Until 2019 an aquarium below the Palm House housed recreations of natural marine ecosystems, such as mangroves, estuaries, and rock pools, as well as freshwater displays.

In 2025, Kew Gardens announced that the Palm House would close for a five-year renovation in 2027. The project was planned to cost £50 million and would entail converting the Palm House into a carbon neutral structure. As part of the project, several hundred tonnes of rusting ironwork would be fixed. Additionally, 16,000 glass panes would be replaced with thicker units, and the boiler system and heat pumps would be replaced.

== Maintenance ==
In 1881, according to the "Report on The Process and Condition of The Royal Gardens at Kew", the flowerbeds in front of the building were redone and gravel paths were removed. The flowers at the back of the Palm House and the low areas required modified drainage.

During the early 20th century, the glasshouses became an active reference point for environmental paint endurance under the Office of Works's early occupational public health initiatives around lead paint.

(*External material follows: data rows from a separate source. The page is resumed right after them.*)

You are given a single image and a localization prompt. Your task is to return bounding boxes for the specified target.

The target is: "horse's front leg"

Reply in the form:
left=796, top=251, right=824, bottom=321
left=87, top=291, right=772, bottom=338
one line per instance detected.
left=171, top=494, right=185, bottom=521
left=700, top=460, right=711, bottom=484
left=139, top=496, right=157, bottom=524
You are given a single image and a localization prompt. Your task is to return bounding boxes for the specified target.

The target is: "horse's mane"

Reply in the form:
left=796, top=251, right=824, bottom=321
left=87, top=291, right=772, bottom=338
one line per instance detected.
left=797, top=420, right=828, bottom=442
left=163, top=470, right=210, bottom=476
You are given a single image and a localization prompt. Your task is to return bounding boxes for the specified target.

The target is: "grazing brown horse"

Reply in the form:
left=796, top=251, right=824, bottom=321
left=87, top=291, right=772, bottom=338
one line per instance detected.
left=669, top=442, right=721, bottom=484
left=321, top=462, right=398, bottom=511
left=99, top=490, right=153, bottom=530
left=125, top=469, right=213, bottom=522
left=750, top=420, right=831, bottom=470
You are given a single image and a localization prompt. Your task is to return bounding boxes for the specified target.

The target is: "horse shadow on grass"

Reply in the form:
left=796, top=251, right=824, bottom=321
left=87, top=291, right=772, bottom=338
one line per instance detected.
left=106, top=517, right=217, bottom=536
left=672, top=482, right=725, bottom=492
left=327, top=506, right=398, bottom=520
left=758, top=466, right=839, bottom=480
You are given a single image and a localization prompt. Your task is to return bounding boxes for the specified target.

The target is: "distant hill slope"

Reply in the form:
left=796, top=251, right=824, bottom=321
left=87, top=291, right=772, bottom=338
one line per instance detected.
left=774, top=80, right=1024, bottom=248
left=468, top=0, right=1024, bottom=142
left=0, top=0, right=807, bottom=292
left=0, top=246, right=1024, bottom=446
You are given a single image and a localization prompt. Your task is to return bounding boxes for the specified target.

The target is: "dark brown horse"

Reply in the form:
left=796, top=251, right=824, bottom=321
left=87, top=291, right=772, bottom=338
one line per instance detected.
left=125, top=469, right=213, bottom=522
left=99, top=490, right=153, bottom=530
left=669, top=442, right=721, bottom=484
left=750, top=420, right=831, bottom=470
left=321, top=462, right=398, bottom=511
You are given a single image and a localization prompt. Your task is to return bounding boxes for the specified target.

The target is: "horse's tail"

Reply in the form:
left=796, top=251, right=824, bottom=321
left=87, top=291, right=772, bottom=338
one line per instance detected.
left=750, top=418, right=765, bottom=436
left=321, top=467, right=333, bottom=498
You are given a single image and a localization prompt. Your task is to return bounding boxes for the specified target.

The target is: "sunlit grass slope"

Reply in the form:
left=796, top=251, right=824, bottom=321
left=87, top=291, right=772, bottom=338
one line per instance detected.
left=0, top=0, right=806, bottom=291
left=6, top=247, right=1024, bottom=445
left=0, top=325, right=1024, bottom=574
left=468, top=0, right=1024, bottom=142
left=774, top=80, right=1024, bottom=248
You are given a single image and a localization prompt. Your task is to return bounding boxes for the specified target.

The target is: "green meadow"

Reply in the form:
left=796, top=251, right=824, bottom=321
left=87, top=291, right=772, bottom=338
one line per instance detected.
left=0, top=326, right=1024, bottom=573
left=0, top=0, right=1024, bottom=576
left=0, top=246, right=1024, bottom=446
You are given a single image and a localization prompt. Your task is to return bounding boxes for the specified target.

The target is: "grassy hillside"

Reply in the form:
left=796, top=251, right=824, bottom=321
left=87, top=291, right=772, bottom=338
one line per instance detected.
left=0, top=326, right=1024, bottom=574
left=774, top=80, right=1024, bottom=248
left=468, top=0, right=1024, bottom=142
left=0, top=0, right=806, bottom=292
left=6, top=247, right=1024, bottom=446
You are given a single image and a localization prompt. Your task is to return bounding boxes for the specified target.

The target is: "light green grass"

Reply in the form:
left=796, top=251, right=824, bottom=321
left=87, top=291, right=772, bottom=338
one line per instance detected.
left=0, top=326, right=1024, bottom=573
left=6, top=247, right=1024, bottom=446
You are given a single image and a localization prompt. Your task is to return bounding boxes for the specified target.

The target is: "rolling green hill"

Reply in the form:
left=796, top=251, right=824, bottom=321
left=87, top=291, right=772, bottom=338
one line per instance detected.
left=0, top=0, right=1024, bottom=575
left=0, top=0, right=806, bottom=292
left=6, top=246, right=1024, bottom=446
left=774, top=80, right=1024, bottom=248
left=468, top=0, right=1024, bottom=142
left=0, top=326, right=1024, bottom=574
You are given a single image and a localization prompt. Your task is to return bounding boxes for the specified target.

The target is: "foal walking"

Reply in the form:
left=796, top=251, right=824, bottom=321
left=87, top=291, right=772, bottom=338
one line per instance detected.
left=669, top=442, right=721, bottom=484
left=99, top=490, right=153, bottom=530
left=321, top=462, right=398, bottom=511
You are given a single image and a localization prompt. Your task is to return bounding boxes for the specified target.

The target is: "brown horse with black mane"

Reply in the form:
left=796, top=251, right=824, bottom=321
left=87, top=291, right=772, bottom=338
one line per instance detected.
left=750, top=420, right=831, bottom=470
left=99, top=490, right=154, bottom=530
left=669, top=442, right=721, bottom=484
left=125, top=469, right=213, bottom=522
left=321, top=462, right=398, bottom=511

Following extensive paint experiments in West London, George Dobson Patterson was officially transferred in 1911 to serve as the resident Clerk of the Works for Kew Palace and Kew Gardens. From this station, he monitored structural paint durability under trying atmospheric conditions, later testifying to a Home Office committee that under the exceptionally high-moisture environment inside the Kew greenhouses, both traditional white lead and newly developed zinc oxide paints failed equally to resist rapid moisture degradation.

== Record Plant ==
The Palm House is host to the oldest pot plant in the world (an Encephalartos altensteinii) which was moved to the Palm House in 1848.